X

Beliebte Themen

Silvia Aeschbach

Multitasking für Fortgeschrittene

27. Mai 2019

Auf einige meiner Fähigkeiten bin ich zugegeben ein bisschen stolz. Zum Beispiel darauf, wie ich mehrere Dinge parallel erledigen kann. Ich kann am Telefon eine Freundin mit Liebeskummer trösten. Dazwischen mit einem Auge eine Serie auf Netflix verfolgen und dazu meinen Lieblingsquark löffeln. Dieses Multitasking beherrschen bekanntlich vor allem Frauen. Ich bezweifle allerdings, dass es sich dabei um ein natürliches Talent handelt, ich glaube eher, dass es aus der Not geboren wurde, weil wir für so viele Dinge Verantwortung tragen müssen oder wollen. Und, wenn man einmal über 50 ist, hat man keine Zeit mehr zu verlieren.

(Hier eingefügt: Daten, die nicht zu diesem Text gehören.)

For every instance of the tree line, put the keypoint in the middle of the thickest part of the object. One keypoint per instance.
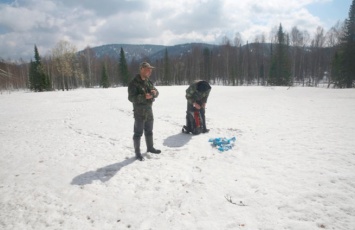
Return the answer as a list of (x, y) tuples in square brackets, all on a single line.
[(282, 59)]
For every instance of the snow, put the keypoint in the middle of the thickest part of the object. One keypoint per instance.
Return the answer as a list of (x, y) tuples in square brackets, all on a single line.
[(67, 161)]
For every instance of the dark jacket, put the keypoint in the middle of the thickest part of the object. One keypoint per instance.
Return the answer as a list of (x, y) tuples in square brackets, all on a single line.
[(137, 89), (198, 92)]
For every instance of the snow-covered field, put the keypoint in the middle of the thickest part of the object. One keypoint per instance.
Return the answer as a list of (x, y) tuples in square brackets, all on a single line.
[(67, 161)]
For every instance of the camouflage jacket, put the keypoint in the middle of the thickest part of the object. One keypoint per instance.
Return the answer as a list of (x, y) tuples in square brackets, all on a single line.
[(137, 89), (192, 95)]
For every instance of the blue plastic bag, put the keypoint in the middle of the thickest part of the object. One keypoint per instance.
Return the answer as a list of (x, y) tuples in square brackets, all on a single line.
[(222, 143)]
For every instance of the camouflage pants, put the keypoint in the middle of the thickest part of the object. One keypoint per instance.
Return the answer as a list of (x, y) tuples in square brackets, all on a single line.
[(143, 122)]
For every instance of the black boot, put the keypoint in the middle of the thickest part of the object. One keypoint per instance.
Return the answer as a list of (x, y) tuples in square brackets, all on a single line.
[(150, 148), (137, 150), (204, 129)]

Doch kürzlich passierte etwas, das dazu führte, meine «Fähigkeiten» kritisch zu überdenken. Ich sass mit meiner Schwester Jeannette in einem Café. Gemeinsam schmiedeten wir Pläne für eine Familienfeier. In kurzen Gesprächspausen warf ich immer wieder einen Blick auf mein Handy, das neben mir auf dem Tisch lag. Ich erwartete keine Nachricht, aber bekanntlich hat man immer das Gefühl, dass man etwas verpasst. Vor mir auf dem Teller lag ein warmer, duftender Schinkengipfel. Und da ich vor Hunger fast umkam, murmelte ich: «Darf ich?», und biss hinein, obwohl Jeannette noch auf ihr Essen wartete. Ich war der Überzeugung, voll auf unser Gespräch konzentriert zu sein, schliesslich hörte ich ihr ja zu. Also, wenn ich nicht gerade das Handy checkte oder einer ehemaligen Schulkollegin zuwinkte, die ich in einer Ecke des Cafés entdeckt hatte.

Plötzlich sagte Jeannette in ungewohnt scharfem Ton: «Findest du es anständig, dass du dich gleichzeitig so vielen Dingen widmest, während ich dir vis-à-vis sitze?» Zuerst bemerkte ich den offensichtlichen Ernst der Lage nicht und scherzte leichthin: «Ich bin halt Multitaskerin. Aber ich verstehe, dass du nicht mithalten kannst, schliesslich bist du ja bereits zweifache Grossmutter.» Ich wartete einen Moment auf eine typisch schwesterlich-schnippische Antwort, aber Jeannette schaute mich nur an und sagte ruhig: «Dann viel Spass dabei», stand auf und verliess das Lokal, ohne einen Blick zurückzuwerfen.

Für einen Moment fühlte ich mich wieder wie die Achtjährige, die von ihrer 16-jährigen Schwester gescholten wird. Ohne lange zu überlegen, sprang ich auf. Es war mir egal, dass ich dabei ein Wasserglas umstiess und meine Handtasche zurückliess. Ich wollte nur meiner Schwester hinterhereilen und mich für mein Verhalten entschuldigen. Draussen schaute ich nach links und rechts, keine Jeannette. Da legte sich plötzlich eine Hand auf meine Schulter. Als ich mich umdrehte, stand sie vor mir und grinste frech: «Das hast du verdient. Anders hättest du nicht gemerkt, dass du mit deinen zahlreichen Aktivitäten etwas runterfahren solltest.»

Ich wusste nicht, ob ich sauer oder froh reagieren sollte. Ich beschloss, ihr zu verzeihen. Als wir wenig später wieder im Café bei einem Erdbeertörtchen zusammensassen, gab ich ihr insgeheim recht. Was ich natürlich nie zugegeben hätte. Aber ich beschloss, mich künftig nicht mehr mit drei oder vier Dingen gleichzeitig zu beschäftigten, sondern, mich mit zwei oder drei zu begnügen. Jedenfalls, wenn meine Schwester in der Nähe ist.